Meinung

"Suizidale Neigungen": Sacharowa nennt Europas möglichen Verzicht auf russisches Erdöl Selbstmord

Ursula von der Leyen glaubt an einen "Balanceakt", bei dem sich die wirtschaftlichen Schäden der Sanktionen für die EU in Grenzen halten ließen. Aber Lieferstrukturen werden sich langfristig umorientieren, so Experten. Und die Preise steigen weiter.
"Suizidale Neigungen": Sacharowa nennt Europas möglichen Verzicht auf russisches Erdöl SelbstmordQuelle: Sputnik © Russian Foreign Ministry

Autoren: Alexander Karpov, Aloena Medvedeva  

Die Verweigerung russischer Erdöllieferungen durch die EU im Rahmen des sechsten Sanktionspakets wird für die EU zum Selbstmord. Dies erklärte die russische Diplomatin und Pressesprecherin Maria Sacharowa. Zuvor meldete die Chefin der Europäischen Kommission, Ursula von der Leyen, dass die vollständige und sofortige Absage der EU von den Käufen russischen Erdöls für Moskau von Vorteil sein könnte, da der Rückgang von Exporten in die EU auf anderen Märkten kompensiert werde. Gleichzeitig bezeichnete der ungarische Ministerpräsident Viktor Orbán die Diskussion über das EU-Embargo gegen russisches Erdöl als kontraproduktiv, da es keinen Konsens gebe. Die Experten stellen fest, dass die EU-Länder nicht wissen, wie sie auf Russland Einfluss nehmen können, sodass sie weiterhin einen selbstmörderischen Kurs verfolgen, der ihren Volkswirtschaften schadet.

Der Verzicht Europas auf russisches Erdöl im Rahmen des sechsten Sanktionspakets wird zum Selbstmord führen.
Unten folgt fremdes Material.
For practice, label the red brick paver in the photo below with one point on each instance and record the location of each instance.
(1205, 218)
Das sagte die Diplomatin und Pressesprecherin des russischen Außenministeriums, Maria Sacharowa.

"Dann wäre das ein echter Selbstmord für die EU. Man sollte das verstehen. Es sind suizidale Neigungen. Das können sich Menschen leisten, die kein Denkvermögen besitzen, doch Experten und Fachwissen ist in der EU vorhanden. Und sie verstehen sehr wohl, dass dies ein kollektiver Selbstmord ist", äußerte die Diplomatin gegenüber Radio Sputnik.
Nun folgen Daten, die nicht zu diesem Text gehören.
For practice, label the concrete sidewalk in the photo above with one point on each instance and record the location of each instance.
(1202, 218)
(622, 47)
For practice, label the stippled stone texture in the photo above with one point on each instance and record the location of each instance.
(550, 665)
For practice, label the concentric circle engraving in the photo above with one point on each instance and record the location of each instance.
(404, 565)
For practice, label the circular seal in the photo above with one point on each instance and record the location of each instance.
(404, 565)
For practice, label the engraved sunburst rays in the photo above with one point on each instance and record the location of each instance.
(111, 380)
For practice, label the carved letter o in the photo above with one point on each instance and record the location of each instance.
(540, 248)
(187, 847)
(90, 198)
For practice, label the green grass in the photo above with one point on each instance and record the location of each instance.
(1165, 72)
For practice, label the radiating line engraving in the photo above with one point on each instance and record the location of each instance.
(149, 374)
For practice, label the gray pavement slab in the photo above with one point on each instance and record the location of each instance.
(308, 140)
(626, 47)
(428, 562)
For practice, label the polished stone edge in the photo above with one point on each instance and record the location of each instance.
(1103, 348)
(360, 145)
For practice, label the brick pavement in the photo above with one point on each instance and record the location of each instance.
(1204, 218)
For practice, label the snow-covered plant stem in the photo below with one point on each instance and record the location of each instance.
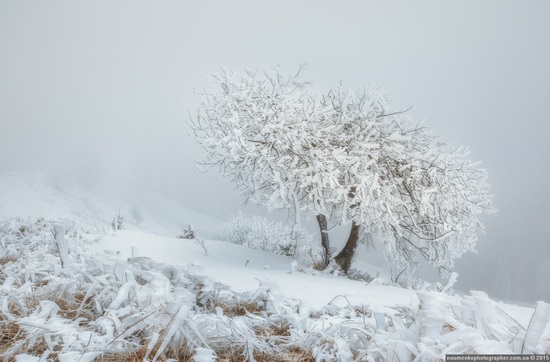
(59, 235)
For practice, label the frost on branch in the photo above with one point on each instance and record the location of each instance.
(348, 158)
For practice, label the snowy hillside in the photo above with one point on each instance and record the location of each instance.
(136, 295)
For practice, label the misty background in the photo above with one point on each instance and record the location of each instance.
(98, 93)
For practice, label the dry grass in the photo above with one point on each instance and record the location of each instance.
(7, 259)
(241, 308)
(292, 355)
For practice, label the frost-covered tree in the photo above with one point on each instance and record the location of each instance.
(346, 157)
Zuvor berichtete Maria Sacharowa von dem aktiven Ausbau der Infrastruktur Russlands für die Lieferung von Energieträgern in den Osten.

"Unsere naheliegende Antwort ist offensichtlich: Eine Neuausrichtung der russischen Erdöl- und Gasexporte wird erforderlich sein. Natürlich ist das keine einfache Aufgabe, deren Lösung eine Änderung der Lieferketten nach sich zieht. Russland ist aktiv dabei, die Infrastruktur für den Export von Kohle, Erdöl und Gas in den Osten auszubauen, wie Sie wissen", machte die Pressesprecherin des Außenministeriums auf der Pressekonferenz deutlich.

Die Diplomatin unterstrich, dass die globale Nachfrage nach Energie, insbesondere im asiatisch-pazifischen Raum, stetig wachsen werde, weshalb es "keinen Zweifel an der Nachfrage nach russischen Energieressourcen" gebe. Sacharowa teilte unter anderem mit, dass das Exportvolumen von Kohlenwasserstoffen aus Russland zurückgegangen sei, sich die Einnahmen aufgrund des deutlichen Preisanstiegs jedoch nicht verringert hätten.

"Das sogenannte Embargo, dessen Verhängung von der EU so lebhaft besprochen wird, könnte die Erdölpreise weiter in die Höhe treiben", erklärte die Diplomatin.

Aufgeschobenes Embargo

Wir erinnern, dass die EU-Länder einen vollständigen Verzicht auf russisches Erdöl und ein Embargo für dessen Einfuhren erörtern – als Teil des sechsten Pakets von Sanktionen und restriktiven Maßnahmen gegen Russland. Bislang haben die europäischen Länder jedoch keinen gemeinsamen Standpunkt in dieser Frage gefunden.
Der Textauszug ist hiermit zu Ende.